Monday, December 5, 2011

What's On My Mind, Monday Edition

Hard times - When you are a Clevelander, you are used to this. There was never a boom. The economy has been busting several times over as long as I can remember. The city defaulted when I was a kid. The Flats were revitalized and abandoned and revitalized at least four times. Unemployment is way into the double digits.

But this story just makes me sad: Cleveland State says its 17-story building, Rhodes Tower (named for former Governor Jim Rhodes, whose mark was made authorizing the National Guard to shoot those kids in 1970, so yeah, sad from the start), is going to close up shop.

That tower is the iconic symbol of Cleveland State, a large, mainly commuter school in the middle of a downtown that, see above, has seen better days.

University officials are in a quandary, but their list of woes could be a metaphor for the city itself. The tower, built in 1970s, has design flaws that make it impossible to tear down (it sits atop a library) and impossible to maintain ($37 million to renovate - but also major asbestos abatement that would cost $900,000 per FLOOR).

And you wonder why college tuition is going up.


Can't they turn it into a casino, even with the asbestos?



I want to go to there - Over the weekend I discovered an Internet show called "Live From Daryl's House." It is my new obsession. Here is the basic premise: Famous musicians come on over to Daryl Hall's (yes, of Hall and Oates fame, but stick with me here) to jam with Hall in the acoustic studio of his 200-year-old farmhouse, and also to talk and watch food being prepared and eat.

It is totally brilliant. It is like a combo of "Wayne's World," "The Barefoot Contessa," and "MTV's Unplugged."

Here's the deal. Hall and Oates were the first albums I bought and the first group I loved. Then they got really popular (think "Maneater," et al), and I moved on to the Beatles and the Grateful Dead and The Who. Before they were pop radio manstays of the mid-80s, though, their music was great in a 1970s singer-songwriter way. All these years later and "Kiss on My List" not withstanding, Hall clearly has the respect of his peers and a new generation of musicians.

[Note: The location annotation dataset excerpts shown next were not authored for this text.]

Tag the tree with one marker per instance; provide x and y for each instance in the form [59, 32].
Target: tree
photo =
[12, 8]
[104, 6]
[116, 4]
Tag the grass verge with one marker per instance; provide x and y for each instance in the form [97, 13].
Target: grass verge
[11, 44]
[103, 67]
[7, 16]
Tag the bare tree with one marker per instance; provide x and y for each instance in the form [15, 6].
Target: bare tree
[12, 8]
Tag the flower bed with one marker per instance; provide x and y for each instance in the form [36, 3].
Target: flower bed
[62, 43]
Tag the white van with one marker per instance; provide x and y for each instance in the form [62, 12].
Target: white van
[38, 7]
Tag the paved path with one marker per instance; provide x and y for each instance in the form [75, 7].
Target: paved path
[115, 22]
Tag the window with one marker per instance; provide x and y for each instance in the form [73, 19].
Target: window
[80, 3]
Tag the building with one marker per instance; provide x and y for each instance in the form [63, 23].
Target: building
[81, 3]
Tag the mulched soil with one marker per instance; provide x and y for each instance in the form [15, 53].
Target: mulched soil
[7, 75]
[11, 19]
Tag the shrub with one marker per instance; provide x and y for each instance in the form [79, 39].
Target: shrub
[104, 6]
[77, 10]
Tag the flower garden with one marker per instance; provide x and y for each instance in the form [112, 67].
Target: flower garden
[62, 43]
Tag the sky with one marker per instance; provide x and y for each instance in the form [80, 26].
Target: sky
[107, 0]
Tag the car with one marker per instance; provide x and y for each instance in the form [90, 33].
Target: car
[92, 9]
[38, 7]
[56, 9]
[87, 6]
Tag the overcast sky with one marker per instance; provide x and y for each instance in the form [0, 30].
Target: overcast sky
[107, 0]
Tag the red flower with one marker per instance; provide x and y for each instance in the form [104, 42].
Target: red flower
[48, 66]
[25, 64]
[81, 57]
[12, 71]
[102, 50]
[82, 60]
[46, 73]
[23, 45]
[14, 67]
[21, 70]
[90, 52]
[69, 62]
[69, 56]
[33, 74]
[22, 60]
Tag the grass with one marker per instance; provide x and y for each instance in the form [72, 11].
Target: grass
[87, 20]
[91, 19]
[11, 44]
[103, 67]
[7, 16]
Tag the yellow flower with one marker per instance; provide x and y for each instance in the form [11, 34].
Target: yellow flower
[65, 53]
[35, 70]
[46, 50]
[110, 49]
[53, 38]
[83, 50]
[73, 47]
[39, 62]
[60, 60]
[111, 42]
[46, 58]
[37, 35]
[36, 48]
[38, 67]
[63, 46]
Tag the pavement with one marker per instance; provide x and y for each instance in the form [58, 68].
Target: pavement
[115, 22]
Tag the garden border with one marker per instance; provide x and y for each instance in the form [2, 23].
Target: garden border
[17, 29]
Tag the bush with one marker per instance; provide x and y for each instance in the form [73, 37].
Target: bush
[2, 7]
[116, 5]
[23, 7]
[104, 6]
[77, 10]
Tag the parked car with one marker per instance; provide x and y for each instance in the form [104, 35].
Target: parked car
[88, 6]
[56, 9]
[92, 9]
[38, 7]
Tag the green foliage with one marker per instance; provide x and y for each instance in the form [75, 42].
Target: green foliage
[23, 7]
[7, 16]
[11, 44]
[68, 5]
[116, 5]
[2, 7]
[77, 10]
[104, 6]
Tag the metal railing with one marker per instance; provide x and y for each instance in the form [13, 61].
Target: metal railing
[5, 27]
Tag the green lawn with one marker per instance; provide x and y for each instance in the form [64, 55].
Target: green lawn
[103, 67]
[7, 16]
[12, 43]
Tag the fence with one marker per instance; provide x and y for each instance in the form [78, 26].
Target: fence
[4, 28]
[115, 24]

On the Internet show, an eclectic group of musicians stop by to strip it down and sing the old stuff. Here's Todd Rundgren, drinking a martini on the lawn. Hi, Robby Kreiger and Ray Manzarak from the Doors. Welcome, Toots and the Maytals. Guster, hello, let's make meatballs and sing "Rich Girl." A must-see is Matt Nathanson, a current fave of mine, singing his song "All We Are," as well as The Band's "The Weight," and "One on One" in front of the fireplace.

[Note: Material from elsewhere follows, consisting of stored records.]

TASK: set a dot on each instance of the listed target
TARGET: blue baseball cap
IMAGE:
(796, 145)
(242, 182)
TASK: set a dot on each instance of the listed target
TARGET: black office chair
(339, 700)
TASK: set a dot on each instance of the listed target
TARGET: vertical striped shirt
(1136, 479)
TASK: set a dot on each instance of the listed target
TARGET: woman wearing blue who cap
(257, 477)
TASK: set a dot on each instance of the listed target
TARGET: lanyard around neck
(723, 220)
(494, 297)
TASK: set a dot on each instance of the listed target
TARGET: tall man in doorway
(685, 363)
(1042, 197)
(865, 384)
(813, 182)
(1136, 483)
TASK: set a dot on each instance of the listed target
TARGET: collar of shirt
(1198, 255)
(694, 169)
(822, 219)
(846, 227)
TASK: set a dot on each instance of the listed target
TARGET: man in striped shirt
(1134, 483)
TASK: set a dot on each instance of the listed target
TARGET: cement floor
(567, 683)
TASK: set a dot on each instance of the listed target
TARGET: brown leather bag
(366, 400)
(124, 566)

If anyone from LFDH is reading, please book the following: Keith Richards to work in the garden and sing "Sara Smile;" Bob Weir, Jackson Browne, Cobie Calliat, and Adele. That is all.

He's been doing these shows monthly since 2007, and all of them are on line. Check it out. Here's a sample:



WTF? Finally, it is Dec. 5. Christmas is three weeks away. I went to Target at 12:30 on a Monday to buy garbage bags and couldn't get near the place. Why? I don't celebrate Christmas, so someone educate me as to why it involves 20-hours a day of shopping for three weeks. Thanks.


1 comments:

  1. Ah, state construction for the aggrandizement of Jim Rhodes. I heard the building that bears his name in Columbus that went up around the same time was built without the proper amount of sprinklers and stairwells, but openned anyway after they fired the fire inspector who initially refused to let the building open. Good times.